Haeckel's Tale is the latest episode of Masters of Horror to make it out on DVD. Having seen it, I have only Fair-Haired Child to complete my viewing of the first season. Sadly, the reviews on the second season have been considerably less kind than those for first season, which were generally mixed, so I have a bit of sinking feeling regarding it.
This episode was directed John McNaughton and based on a short story by Clive Barker. It was originally the episode slated for Roger Corman, who had to bow out for health reasons. Some have suggested the honorary credit given to George A. Romero at the beginning suggests he was also attached specifically to this episode, but I've heard nothing more than speculation on that.
The set-up on this is quite good. The acting is terrific. The period detail is excellent. The pre-event jolts are shocking and build the mood well.
Unfortunately, in order to tell the story this story, you must break taboos. In fact, "Breaking Taboos", in fact, is the name of the interview segment with director McNaughton.

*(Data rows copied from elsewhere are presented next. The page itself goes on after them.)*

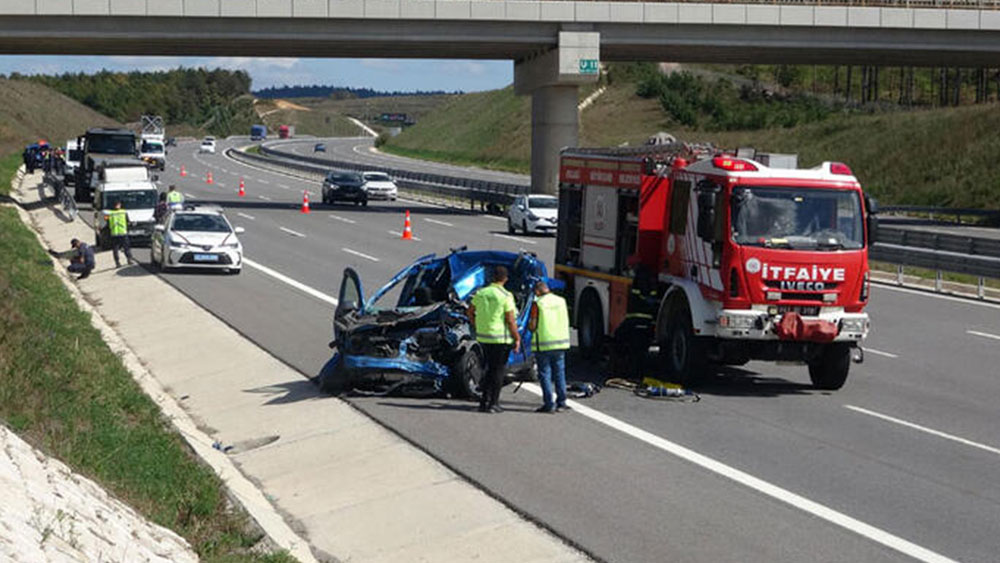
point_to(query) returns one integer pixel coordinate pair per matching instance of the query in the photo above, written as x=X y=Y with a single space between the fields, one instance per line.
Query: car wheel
x=467 y=373
x=829 y=371
x=590 y=325
x=681 y=351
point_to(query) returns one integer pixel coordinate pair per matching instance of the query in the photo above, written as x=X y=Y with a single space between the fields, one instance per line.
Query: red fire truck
x=739 y=260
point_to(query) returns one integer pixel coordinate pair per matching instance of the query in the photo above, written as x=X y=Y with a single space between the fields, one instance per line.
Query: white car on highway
x=533 y=214
x=197 y=236
x=208 y=145
x=378 y=185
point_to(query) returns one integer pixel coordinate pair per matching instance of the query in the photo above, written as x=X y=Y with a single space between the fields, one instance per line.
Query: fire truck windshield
x=799 y=218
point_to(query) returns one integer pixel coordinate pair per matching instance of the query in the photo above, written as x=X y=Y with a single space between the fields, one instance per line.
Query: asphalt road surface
x=901 y=464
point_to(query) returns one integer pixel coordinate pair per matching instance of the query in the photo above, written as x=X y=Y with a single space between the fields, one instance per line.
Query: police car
x=197 y=236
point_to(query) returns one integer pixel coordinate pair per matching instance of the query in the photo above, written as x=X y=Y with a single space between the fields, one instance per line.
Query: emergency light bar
x=733 y=164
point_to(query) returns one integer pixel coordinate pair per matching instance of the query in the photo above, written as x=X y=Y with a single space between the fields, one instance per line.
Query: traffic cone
x=407 y=231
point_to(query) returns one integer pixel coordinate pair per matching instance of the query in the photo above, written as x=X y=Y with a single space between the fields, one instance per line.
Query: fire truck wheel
x=682 y=352
x=467 y=372
x=590 y=325
x=829 y=371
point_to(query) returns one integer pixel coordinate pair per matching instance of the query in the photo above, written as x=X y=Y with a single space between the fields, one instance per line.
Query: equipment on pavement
x=731 y=248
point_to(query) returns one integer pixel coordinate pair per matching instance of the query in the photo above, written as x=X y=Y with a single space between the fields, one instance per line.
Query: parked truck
x=100 y=144
x=715 y=258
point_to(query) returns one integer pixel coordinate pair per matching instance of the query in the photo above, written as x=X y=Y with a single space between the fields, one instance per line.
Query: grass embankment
x=65 y=392
x=923 y=157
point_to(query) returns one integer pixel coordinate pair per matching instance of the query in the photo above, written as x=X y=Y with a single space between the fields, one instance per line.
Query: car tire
x=681 y=351
x=590 y=325
x=829 y=371
x=467 y=372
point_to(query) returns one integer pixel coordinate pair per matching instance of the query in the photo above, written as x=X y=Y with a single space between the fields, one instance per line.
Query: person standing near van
x=549 y=323
x=492 y=315
x=118 y=229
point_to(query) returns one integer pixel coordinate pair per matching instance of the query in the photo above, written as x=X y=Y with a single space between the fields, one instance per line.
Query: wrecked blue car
x=413 y=336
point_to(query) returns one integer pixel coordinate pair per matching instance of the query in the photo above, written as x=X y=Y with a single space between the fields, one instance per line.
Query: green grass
x=65 y=392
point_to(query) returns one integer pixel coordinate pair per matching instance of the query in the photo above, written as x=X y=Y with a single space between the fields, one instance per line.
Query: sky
x=379 y=74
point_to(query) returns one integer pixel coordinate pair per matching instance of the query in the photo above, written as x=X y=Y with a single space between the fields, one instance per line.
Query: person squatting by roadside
x=492 y=315
x=118 y=228
x=549 y=324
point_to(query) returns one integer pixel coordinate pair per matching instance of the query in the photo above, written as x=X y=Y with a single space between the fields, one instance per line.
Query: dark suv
x=344 y=186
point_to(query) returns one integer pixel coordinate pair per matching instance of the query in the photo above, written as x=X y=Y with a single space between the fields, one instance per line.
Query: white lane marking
x=436 y=222
x=931 y=431
x=399 y=234
x=880 y=353
x=517 y=239
x=297 y=285
x=291 y=232
x=893 y=287
x=343 y=219
x=361 y=254
x=778 y=493
x=983 y=334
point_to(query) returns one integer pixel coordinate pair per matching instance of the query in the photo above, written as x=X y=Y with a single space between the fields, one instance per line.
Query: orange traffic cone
x=407 y=230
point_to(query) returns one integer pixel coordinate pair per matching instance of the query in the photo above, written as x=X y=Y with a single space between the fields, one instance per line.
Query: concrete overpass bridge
x=555 y=45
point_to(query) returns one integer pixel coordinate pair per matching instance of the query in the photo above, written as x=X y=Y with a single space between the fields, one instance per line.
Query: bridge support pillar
x=553 y=79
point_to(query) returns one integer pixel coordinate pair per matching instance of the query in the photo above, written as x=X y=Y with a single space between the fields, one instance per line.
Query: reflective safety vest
x=552 y=331
x=492 y=303
x=117 y=222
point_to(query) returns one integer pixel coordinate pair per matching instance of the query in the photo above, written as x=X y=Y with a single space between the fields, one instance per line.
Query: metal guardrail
x=490 y=196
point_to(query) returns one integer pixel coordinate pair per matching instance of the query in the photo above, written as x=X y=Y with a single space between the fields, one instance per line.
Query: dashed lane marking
x=436 y=222
x=296 y=284
x=399 y=234
x=778 y=493
x=925 y=429
x=293 y=233
x=343 y=219
x=360 y=254
x=881 y=353
x=983 y=334
x=517 y=239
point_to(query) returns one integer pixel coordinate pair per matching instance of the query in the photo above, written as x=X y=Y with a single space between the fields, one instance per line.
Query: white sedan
x=196 y=237
x=533 y=214
x=378 y=185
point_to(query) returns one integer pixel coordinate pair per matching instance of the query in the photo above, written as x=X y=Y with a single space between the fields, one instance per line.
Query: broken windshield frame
x=797 y=218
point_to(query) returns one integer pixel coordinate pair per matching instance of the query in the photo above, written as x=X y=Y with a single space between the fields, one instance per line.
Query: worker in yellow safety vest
x=549 y=324
x=175 y=199
x=118 y=229
x=492 y=315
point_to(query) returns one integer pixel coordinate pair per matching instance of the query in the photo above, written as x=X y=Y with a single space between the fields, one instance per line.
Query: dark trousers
x=121 y=241
x=496 y=365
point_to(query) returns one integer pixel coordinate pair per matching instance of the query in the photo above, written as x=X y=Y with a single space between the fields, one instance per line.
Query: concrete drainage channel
x=273 y=458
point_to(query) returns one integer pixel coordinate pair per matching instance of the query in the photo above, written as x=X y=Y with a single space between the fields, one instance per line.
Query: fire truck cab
x=746 y=261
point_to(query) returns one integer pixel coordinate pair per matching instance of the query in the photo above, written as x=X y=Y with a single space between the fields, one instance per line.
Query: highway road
x=902 y=464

I'm not saying that this set-up couldn't have paid off in a non-taboo breaking manner. I'm saying that Barker's short story has little other purpose than to build to and revel in a sequence that, especially on film, breaks basic taboos that we rarely see broken.
Unfortunately, this sequence was not given the gravity it needed. It suffers badly from being staged and lit like a late '80/early '90s direct-to-video sex thriller (or the suprisingly tedious Orgy of the Dead). It's that kind of movie sex that doesn't resemble any form of the sex act as I've seen or experienced it in real life. It doesn't even resemble any story passed along to me by a friend (or obtrusive acquaintance).

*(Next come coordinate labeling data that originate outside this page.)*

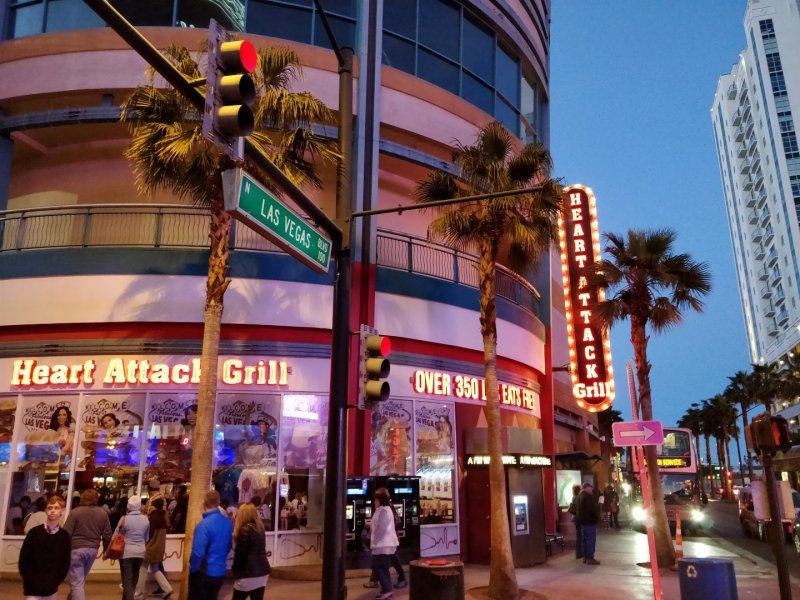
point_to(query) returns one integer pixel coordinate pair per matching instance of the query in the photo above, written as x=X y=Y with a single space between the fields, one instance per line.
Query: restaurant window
x=304 y=440
x=43 y=456
x=435 y=445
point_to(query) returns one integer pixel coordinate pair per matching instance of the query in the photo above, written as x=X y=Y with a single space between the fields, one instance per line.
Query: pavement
x=617 y=577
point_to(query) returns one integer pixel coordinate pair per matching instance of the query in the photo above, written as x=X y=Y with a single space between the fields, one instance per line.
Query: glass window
x=435 y=461
x=110 y=445
x=398 y=53
x=390 y=445
x=26 y=20
x=45 y=448
x=63 y=15
x=438 y=71
x=478 y=50
x=400 y=16
x=439 y=27
x=285 y=22
x=304 y=438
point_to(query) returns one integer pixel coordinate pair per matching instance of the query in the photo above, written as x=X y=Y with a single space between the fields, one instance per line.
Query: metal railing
x=182 y=226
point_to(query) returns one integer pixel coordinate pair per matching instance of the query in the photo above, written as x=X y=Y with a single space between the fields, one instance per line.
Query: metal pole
x=776 y=528
x=333 y=579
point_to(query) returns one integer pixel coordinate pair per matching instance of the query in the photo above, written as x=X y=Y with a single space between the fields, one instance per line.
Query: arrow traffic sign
x=638 y=433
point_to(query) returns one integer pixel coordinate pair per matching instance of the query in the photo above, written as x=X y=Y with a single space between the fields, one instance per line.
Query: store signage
x=589 y=348
x=513 y=460
x=468 y=387
x=132 y=372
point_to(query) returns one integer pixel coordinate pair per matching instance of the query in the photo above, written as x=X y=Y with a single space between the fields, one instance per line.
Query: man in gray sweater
x=87 y=525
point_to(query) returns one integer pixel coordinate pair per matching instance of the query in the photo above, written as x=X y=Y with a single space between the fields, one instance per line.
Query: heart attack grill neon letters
x=589 y=348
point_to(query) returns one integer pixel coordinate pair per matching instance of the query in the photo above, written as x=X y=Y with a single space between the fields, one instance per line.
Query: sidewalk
x=617 y=578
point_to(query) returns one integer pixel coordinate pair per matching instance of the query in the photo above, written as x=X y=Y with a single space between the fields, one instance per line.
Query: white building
x=754 y=114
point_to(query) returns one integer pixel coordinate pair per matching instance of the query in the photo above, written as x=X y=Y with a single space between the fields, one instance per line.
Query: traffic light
x=230 y=90
x=374 y=368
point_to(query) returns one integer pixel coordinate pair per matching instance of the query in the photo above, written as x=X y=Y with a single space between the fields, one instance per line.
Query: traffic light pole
x=776 y=528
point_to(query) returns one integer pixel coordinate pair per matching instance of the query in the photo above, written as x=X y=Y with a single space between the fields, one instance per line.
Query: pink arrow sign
x=638 y=433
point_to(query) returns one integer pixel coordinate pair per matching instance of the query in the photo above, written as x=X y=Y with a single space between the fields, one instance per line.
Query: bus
x=677 y=468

I give away a bit much, I suppose, even if I try to talk around it a bit.
This scene needed something more than a sexual performance. It's not a titillating bit of side business, it's the climax, as it were, of the story. It's the film's reason to be and it utterly fails.
All the more disappointing as I would point to the sex in Wild Things as remarkable for its realism, within its own reality, and I seem to recall the same about Mad Dog and Glory, although it's been quite a while with that one.
And this doesn't even mention the fact that after that scene, we're treated to not one, but two incredibly bad, incredibly predictable and incredibly poorly done twists. Shockingly bad.
Mind you, the first 2/3 still make it better than Cigarette Burns, but not by much.